M. Vergniaud arrive et occupe le fauteuil.

M. le président aux citoyens à la barre. L'assemblée est prête à entendre votre pétition.

Un des citoyens à la barre. Législateurs, ce n'est point une pétition que nous venons vous faire ; nous sommes des citoyens qui venons, le cœur navré de douleur, vous dénoncer un crime atroce, horrible, l'empoisonnement de nos défenseurs, de nos frères, de nos pères, de nos enfans, de nos amis; les uns sont morts, les autres sont dans les hôpitaux, malades. Pouvez-vous ne pas frémir d'indignation. Ce ne sont point des plaintes, ce sont des cris, des hurlemens que nous poussons vers vous. Si du moins ces malheureux étaient morts pour la patrie, nous dirions, comme les Spartiates: la patrie est sauvée. Mais en se sacrifiant pour nous tous, pour prix de leur patriotisme, ils meurent par le poison! Qu'ils se déclarent donc, ces lâches homicides, et nous les combattrons. Ah! si nous n'avions pas eu tant de patience, si dès le commencement de la révolution nous les eussions exterminés jusqu'au dernier, la révolution serait achevée, et la patrie ne serait pas en danger.

Mais vous, représentans du peuple, vous en qui seuls nous pouvons encore avoir confiance, nous abandonnerez-vous ? ( L'assemblée entière: Non, non.) Si nous ne comptions pas sur vous, je ne vous réponds pas des excès où notre désespoir pourrait nous porter, nous péririons dans les horreurs de la guerre civile, pourvu qu'en mourrant nous entraînions avec nous quelques-uns des làches qui nous assassinent... C'est donc à vous que nous demandons vengeance, et nous l'attendons de vous. (Toute l'assemblée: Oui, oui, vous l'aurez.)

M. le président. Citoyens, l'assemblée partage votre douleur. Les expressions de votre désespoir ont été jusqu'à son cœur. Elle a envoyé des commissaires dont le patriotisme est connu ;

ils nous feront connaître les attentats que vous nous dénoncez. Comme l'assemblée n'est pas assez nombreuse pour délibérer, en ce moment, elle renvoie la délibération sur l'objet de votre dénonciation.

M. Thuriot. Le crime est atroce, il faut que la vengeance soit. prompte ; je demande que l'on envoie sur le champ un courrier aux trois commissaires pour avoir une connaissance précise de ce fait.

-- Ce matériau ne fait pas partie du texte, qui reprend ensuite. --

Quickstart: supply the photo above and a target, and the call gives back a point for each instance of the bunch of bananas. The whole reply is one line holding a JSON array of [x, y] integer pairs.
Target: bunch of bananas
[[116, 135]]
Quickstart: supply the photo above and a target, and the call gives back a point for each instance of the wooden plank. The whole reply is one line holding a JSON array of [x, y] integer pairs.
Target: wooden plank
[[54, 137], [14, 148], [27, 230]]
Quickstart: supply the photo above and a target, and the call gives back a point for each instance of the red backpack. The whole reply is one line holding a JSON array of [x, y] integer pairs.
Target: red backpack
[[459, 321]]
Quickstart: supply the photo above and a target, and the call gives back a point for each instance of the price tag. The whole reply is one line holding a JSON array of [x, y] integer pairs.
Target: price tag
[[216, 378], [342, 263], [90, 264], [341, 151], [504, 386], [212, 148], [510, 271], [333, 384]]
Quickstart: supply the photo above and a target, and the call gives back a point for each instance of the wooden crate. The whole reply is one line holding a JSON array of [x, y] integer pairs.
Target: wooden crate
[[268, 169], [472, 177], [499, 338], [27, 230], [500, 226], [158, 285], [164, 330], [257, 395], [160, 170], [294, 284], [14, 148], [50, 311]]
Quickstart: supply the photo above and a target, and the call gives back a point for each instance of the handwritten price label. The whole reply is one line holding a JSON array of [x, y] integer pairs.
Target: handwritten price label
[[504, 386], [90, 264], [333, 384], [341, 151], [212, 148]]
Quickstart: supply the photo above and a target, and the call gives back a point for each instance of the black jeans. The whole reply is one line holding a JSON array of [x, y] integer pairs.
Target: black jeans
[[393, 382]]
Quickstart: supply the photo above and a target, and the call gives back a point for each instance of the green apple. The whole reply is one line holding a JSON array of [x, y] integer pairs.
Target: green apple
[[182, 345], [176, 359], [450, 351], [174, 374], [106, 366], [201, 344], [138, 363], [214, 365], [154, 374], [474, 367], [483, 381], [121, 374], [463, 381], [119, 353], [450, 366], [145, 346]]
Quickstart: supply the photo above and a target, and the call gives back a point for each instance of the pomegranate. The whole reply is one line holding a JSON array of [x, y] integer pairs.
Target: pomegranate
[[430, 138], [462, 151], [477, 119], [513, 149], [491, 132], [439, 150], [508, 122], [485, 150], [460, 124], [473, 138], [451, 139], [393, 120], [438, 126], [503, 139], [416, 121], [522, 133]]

L'on décide qu'on enverra un courrier sur le champ avec une lettre du président.

M. le président invite les citoyens à se retirer paisiblement. Ils se retirent. Il est minuit.

SÉANCE DU VENDREDI 5 AOUT.

[On lit une lettre des trois commissaires de l'assemblée nationale, envoyés au camp de Soissons; elle contient les détails sui

vans:

En arrivant à Soissons, notre première démarche a été de nous rendre à la municipalité. Instruits que dans une cuite de pain de munition il s'était trouvé du verre écrasé, nous nous sommes transportés au magasin à farine et à l'endroit où on manipule le pain de munition, afin de prendre toutes les informations nécessaires pour découvrir la cause de cet événement. Après les recherches que nous avons faites, conjointement avec des députés de la municipalité, des gardes nationaux et des citoyens, nous nous sommes convaincus qu'il n'y avait pas de dessein prémédité de malveillance. Le pain a été fait dans les bas côtés de l'église Saint-Jean, dont les murs et les vitraux sont dans un état de dégradation qui paraît avoir été la seule cause de cet événement, la commotion de la manipulation du pain ayant fait tomber quelques parties de vitraux. Nous pouvons donc vous assurer qu'il n'y a pas eu dans ce fait de crime médité, mais une grande négligence, et que ce n'est pas la seule que nous avons à vous dénoncer. Au reste, cet événement n'a eu aucune suite fàcheuse.

L'assemblée ordonne l'impression de cette lettre.

M. Lasource. On ne croit point au système adopté pour agiter le peuple; cependant, ce qui s'est passé hier à la fin de votre séance, ne prouve que trop que ce système se suit avec activité. Ceux qui ont persuade au peuple que cent soixante-dix volontaires nationaux étaient morts empoisonnés, que sept cents autres étaient à l'hôpital, sont manifestement des factieux, des brigands, des séditieux ; c'était un coup monté pour exciter une rumeur dans Paris, faire sonner le tocsin, répandre une alarme générale; enfin, pour exciter un mouvement que l'on attend depuis long-temps. Je demande que l'assemblée charge le pouvoir exécutif, et spécialement le maire de Paris, de faire rechercher les auteurs de ces faux bruits.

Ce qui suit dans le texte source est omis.